Erica Chenoweth, Civil Resistance: What Everyone Needs to Know (New York: Oxford University Press, 2021).
Peter Turchin, Ages of Discord: A Structural-Demographic Analysis of American History (Chaplin, CT: Beresta Books, 2016).
Peter Turchin, End Times: Elites, Counter-Elites, and the Path of Political Disintegration (New York: Penguin Press, 2023).
George Friedman, The Storm Before the Calm: America’s Discord, the Coming Crisis of the 2020s, and the Triumph Beyond (New York: Doubleday, 2020).
Ray Dalio, Principles for Dealing with the Changing World Order: Why Nations Succeed and Fail (New York: Avid Reader Press, 2021).
U.S. Bureau of Labor Statistics, “Work Stoppages Summary,” Economic News Release, February 21, 2025, https://www.bls.gov/news.release/wkstp.nr0.htm.

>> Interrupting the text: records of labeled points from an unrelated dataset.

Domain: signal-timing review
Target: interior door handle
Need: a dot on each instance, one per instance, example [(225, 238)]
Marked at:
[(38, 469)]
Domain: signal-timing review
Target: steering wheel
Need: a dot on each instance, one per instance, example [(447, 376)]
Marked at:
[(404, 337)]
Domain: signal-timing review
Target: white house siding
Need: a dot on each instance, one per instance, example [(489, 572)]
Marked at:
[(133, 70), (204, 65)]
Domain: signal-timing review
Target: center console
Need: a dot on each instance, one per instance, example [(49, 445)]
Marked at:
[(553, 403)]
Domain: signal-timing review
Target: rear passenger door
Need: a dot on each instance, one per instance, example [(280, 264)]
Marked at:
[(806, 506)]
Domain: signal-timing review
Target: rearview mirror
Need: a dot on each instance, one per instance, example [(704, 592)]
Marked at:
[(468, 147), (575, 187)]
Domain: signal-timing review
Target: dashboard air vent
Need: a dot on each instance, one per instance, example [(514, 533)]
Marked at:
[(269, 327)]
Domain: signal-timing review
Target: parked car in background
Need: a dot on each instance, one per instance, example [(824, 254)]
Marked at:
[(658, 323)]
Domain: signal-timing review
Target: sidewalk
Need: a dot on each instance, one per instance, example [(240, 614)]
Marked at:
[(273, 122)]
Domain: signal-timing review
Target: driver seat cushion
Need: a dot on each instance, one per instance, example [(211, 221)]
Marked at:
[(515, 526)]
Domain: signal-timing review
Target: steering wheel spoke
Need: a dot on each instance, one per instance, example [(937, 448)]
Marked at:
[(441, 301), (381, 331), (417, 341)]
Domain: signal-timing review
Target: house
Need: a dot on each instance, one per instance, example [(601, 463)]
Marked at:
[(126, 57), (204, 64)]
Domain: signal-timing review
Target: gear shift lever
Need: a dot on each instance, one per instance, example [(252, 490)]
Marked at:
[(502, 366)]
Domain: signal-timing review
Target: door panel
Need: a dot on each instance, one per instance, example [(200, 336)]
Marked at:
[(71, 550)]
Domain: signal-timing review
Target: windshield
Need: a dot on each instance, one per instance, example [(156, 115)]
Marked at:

U.S. Department of the Treasury, “Monthly Statement of the Public Debt,” Fiscal Data, accessed September 2025, https://fiscaldata.treasury.gov/datasets/monthly-statement-of-the-public-debt/debt-outstanding.
U.S. Census Bureau, “Income and Poverty in the United States: 2024,” Current Population Reports, September 2025, https://www.census.gov/library/publications.html.
National Oceanic and Atmospheric Administration (NOAA), Billion-Dollar Weather and Climate Disasters: Overview, accessed September 2025, https://www.ncei.noaa.gov/access/billions/.
“No Kings Protests,” Encyclopaedia Britannica, accessed July 2025, https://www.britannica.com/event/No-Kings-protests.
G. Elliott Morris, “Crowdsourced Estimates of U.S. Protest Participation, June 2025,” The Washington Post, June 16, 2025.